Pada hari Senin, 17 Juni 2019 MAFINDO salah satu anggota Komite Litbang MAFINDO, Nuril Hidayah, berkesempatan mempresentasikan salah satu hasil kajian Litbang pada konfereni internasioal yang diselenggarakan oleh AMIC di Chulalongkorn University Bangkok Thailand. AMIC (Asian Media Information and Communication Centre) adalah asosiasi internasional periset yang berusaha membangun keimuan di bidang komunikasi dan informasi yang lebih Asian-based. Judul penelitian yang dipresentasikan adalah “Language Manipulation in Disinformation in Indonesia and Religious Identity”. Riset ini merupakan hasil analisis terhadap hoaks bertema agama yang telah didebunk oleh pemeriksa fakta MAFINDO sejak pertengahan tahun 2015.
Audien kegiatan ini berasal dari berbagai belahan dunia. Sekitar 250 hasil penelitian dipresentasikan pada kegiatan ini dalam berbagai panel selama 3 hari sejak tanggal 17-19 Juni 2019. Riset MAFINDO dipaparkan pada panel tentang “Understanding Humanism and Post-Humanism: Artificial Intelligence, Robotic, Dataism, etc” bersama dengan beberapa periset dari India. Turut hadir dalam panel ini adalah Profesor Ronny Adhikara dari Indonesia dan Profesor Jack Linchun Qiu dari Hongkong.
Gagasan pokok yang disampaikan oleh riset MAFINDO terebut adalah tentang disinformasi bertema agama di Indonesia dan perannya dalam membentuk identitas agama yag eksklusif. Kajian ini diletakkan dalam kerangka radikalisasi Islam online. Dalam konteks ini, periset melihat bahwa selama ini kajian-kajian yang ada lebih menitikberatkan pada ekspresi kebencian pada level yang lebih tinggi seperti diskriminasi dan kekerasan. Sementara itu, studi tentang ekspresi kebencian pada level yang lebih awal belum banyak tersentuh. Di sinilah kajian ini berusaha untuk mengisi celah yang masih terbuka. Kajian inni menemukan bahwa disinformasi bertema agama yang mengandung pesan radikal ini berfungsi untuk enciptakan bias dan prasangka. Tujuannya adalah untuk membentuk kelompok-kelompok outgroup di satu sisi, dan menguatkan identitas kelompok religius yang eksklusif di sisi yang lain. Kelompok-kelompok outgroup inilah yang nantinya akan dipersalahkan ketika kelompok eksklusif merasakan ketidakpuasan. Salah satu contoh kelompok outgroup yang menjadi target disinformasi adalah kalangan yang merepresentasikan visi Islam moderat. “Heretic”, “lebih suka membela non-muslim” adalah contoh stereotip yang dilekatkan pada kelompok ini. Lewat stereotip-stereotip ini, disinformasi bertema agama berusaha mempengaruhi pembentukan identitas agama yang eksklusif melalui mekanisme filter informasi oleh publi yaitu generalization, deletion, dan distortion.
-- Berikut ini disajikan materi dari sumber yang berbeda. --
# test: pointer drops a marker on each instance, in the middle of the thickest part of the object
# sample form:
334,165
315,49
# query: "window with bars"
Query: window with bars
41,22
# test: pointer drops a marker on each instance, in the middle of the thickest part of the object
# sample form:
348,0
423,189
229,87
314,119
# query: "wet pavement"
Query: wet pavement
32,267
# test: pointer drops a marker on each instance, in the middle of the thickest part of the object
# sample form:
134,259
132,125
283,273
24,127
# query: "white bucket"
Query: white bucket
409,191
Presentasi berjalan dengan lancar. Sejumlah tanggapan muncul dari audiens. Profesor Ronny Adhikara menyampaikan apresiasi pada gerakan sosial seperti MAFINDO dan berharap akan ada lebih banyak program-program yang inokulatif. Profesor Jack Linchuan Qui memunculkan isu tentang ada tidaknya hubungan antara kelas sosial dengan kerentanan seseorang terhadap hoaks. Isu ini ditanggapi dengan mengutip riset yang justru menunjukkan peningkatan gejala radikalisme di kalangan educated people dan professionals. Riset ini sendiri disampaikan dengan harapan akan ada perhatian lebih kepada radikalisasi agama pada tahapan yang lebih awal, seperti yang dicerminkan oleh data kajian ini yakni penciptaan bias dan prasangka. Disinformasi bertema agama ini perlu mendapatkan penanganan secara serius dan strategis karena apa yang berlangsung dalam pikiran tidak dapat dikategorikan sebagai tindakan kriminal sehingga dalam penanganan radikalisme aspek ini relatif kurang disentuh, padahal justru di situlah benih-benih kebencian disebar.